[sic] Magazine

Ariel Pink’s Haunted Graffiti – Mature Themes

Having previously dwelt at length in the realms of lo-fi psyche, Ariel Pink reputedly had his arm twisted into making 2010’s very well-received Before Today LP. Somewhat stumbling into the limelight therefore and, several public meltdowns since, it’s perhaps offhand to suggest that he was never quite comfortable with that album’s soft-rock sound and its relatively popular jams.

To a degree then Pink and his Haunted Graffiti band return to type on Mature Themes . The improved production quality of Before Today remains intact, its willing sense of diversity too, but, aside from the title track and “Only In My Dreams”, which are both lovely little throwaways, wistful and bucolic, bubbling along happily lost in a stream of West Coast 60s shenanigans, there are few commercial takeaways to be found here.

True there’s the pleasant lead single – a collaboration cover with DāM-FunK of the recently rediscovered funk-soul standard “Baby” by Donnie and Joe Emerson , but elsewhere things get very odd very quickly. Take the gloriously weird opener “Kinski Assassin”, which talks about “ dropping testicle bombs “, “ blowjobs of death ” and the exact whereabouts of a battleship. Built on little more than a dancing organ line, it brings to mind James Ferraro ‘s borderline experiments in tomfoolery, which, along with the cheesy retro-futurist jingle for lab-manufactured meat “Pink Slime”, feel more like being taken for a ride than the stuff of subversive commentary. Similarly “Schnitzel Boogie” is a munchies-grade oddity toasted with fuzz-on-everything production and a grating vocal pitch that lacks the necessary depth to make any analysis worthwhile.
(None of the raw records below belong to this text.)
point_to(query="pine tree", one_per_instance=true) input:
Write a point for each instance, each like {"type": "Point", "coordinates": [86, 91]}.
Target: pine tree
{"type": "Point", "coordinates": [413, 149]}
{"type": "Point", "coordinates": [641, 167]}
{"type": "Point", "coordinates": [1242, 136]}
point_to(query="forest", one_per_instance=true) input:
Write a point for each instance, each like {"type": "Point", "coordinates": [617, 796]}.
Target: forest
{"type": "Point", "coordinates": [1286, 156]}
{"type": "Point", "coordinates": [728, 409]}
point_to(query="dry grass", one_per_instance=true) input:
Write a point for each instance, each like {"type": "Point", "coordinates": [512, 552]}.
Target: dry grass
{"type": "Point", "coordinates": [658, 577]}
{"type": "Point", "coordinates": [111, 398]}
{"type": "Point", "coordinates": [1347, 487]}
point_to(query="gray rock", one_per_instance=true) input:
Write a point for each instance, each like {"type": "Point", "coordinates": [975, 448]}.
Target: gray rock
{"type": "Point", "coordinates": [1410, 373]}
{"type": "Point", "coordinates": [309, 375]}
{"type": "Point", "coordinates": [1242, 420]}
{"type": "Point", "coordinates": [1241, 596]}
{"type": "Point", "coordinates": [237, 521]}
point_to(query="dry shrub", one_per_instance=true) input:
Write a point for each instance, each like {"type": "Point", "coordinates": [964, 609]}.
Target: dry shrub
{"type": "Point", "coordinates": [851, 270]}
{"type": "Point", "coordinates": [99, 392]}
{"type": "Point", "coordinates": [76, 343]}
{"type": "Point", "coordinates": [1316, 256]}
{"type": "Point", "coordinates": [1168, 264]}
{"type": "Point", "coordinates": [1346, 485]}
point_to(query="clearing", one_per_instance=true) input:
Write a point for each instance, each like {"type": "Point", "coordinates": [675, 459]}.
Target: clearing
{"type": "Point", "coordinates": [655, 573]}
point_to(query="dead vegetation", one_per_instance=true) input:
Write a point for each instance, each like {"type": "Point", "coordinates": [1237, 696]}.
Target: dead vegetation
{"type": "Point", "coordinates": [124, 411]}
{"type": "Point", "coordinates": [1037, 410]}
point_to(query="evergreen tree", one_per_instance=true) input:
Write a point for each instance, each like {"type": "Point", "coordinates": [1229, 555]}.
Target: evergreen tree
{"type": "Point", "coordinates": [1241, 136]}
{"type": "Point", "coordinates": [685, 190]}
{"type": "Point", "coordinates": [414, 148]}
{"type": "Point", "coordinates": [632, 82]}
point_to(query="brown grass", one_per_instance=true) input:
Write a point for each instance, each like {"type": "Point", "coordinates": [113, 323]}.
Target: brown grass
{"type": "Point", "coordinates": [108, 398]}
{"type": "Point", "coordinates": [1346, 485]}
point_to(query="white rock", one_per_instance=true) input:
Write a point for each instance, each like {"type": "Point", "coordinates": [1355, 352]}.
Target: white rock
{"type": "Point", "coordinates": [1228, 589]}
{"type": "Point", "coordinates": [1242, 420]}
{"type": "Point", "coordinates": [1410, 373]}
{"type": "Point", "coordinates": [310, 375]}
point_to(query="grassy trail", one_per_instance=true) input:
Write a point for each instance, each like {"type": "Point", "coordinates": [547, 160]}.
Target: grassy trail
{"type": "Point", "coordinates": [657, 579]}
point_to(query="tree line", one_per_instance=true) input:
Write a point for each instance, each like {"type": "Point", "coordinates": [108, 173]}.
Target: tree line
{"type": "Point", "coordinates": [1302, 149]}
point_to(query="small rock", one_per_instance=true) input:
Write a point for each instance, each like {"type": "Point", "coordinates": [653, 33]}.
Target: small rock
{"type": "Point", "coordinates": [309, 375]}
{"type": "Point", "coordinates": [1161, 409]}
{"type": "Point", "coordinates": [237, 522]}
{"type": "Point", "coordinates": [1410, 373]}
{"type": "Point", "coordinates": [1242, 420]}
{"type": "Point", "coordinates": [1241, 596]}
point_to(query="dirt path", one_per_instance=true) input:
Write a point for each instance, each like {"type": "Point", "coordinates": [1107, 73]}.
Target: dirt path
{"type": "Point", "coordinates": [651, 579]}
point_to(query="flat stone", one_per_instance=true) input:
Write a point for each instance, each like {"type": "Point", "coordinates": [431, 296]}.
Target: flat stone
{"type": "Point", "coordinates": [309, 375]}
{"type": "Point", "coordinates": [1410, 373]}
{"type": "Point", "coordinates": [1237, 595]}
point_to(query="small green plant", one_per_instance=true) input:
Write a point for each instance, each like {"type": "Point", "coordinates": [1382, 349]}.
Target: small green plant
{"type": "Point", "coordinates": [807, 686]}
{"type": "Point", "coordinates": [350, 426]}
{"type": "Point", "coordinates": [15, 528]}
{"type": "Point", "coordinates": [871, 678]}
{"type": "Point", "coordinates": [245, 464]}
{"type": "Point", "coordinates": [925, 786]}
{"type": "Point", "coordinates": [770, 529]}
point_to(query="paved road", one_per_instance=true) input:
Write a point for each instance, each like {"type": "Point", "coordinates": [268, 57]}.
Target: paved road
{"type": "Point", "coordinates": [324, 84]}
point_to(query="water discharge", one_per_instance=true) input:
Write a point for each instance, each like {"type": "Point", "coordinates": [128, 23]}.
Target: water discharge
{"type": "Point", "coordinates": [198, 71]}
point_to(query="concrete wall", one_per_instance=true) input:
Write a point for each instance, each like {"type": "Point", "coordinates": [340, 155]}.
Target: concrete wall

All credit then to 4AD for their notably hands-off approach when they could have demanded an album full of safe cuts and moreover for not freaking out when Pink delivered “Is This The Best Spot” – a giddy Casio-punk offering that features a covertly captured sample of label boss Simon Halliday to whom the track name must be credited. All the same, it does feel like a skit dragged out too long for the sake of an inside joke.

When push comes to shove it’s tempting to give Pink the benefit of the doubt nevertheless because, true to his word, Mature Themes is only as peculiar a work as one should perhaps expect from a “ rock and roller from Beverly Hills “. Who then are we then to try and appraise the assonantal stream-of-conscious strangeness that is “Symphony Of The Nymph” – its strong almost-chorus is worthy of note though, rising twice out of the bong-sludge like a revelation. And what else can be said of “Early Birds Of Babylon” except that for a while it thinks it’s The Doors , ultimately splitting itself apart to reveal a parallel tracking of creepy carnivalesque post-punk. Though grammatically shaky, “Nostradamus & Me” too is almost beyond classification, channelling superior psychedelic ambience and soothing synth washes comparable with those of Richard Youngs – only on acid of course.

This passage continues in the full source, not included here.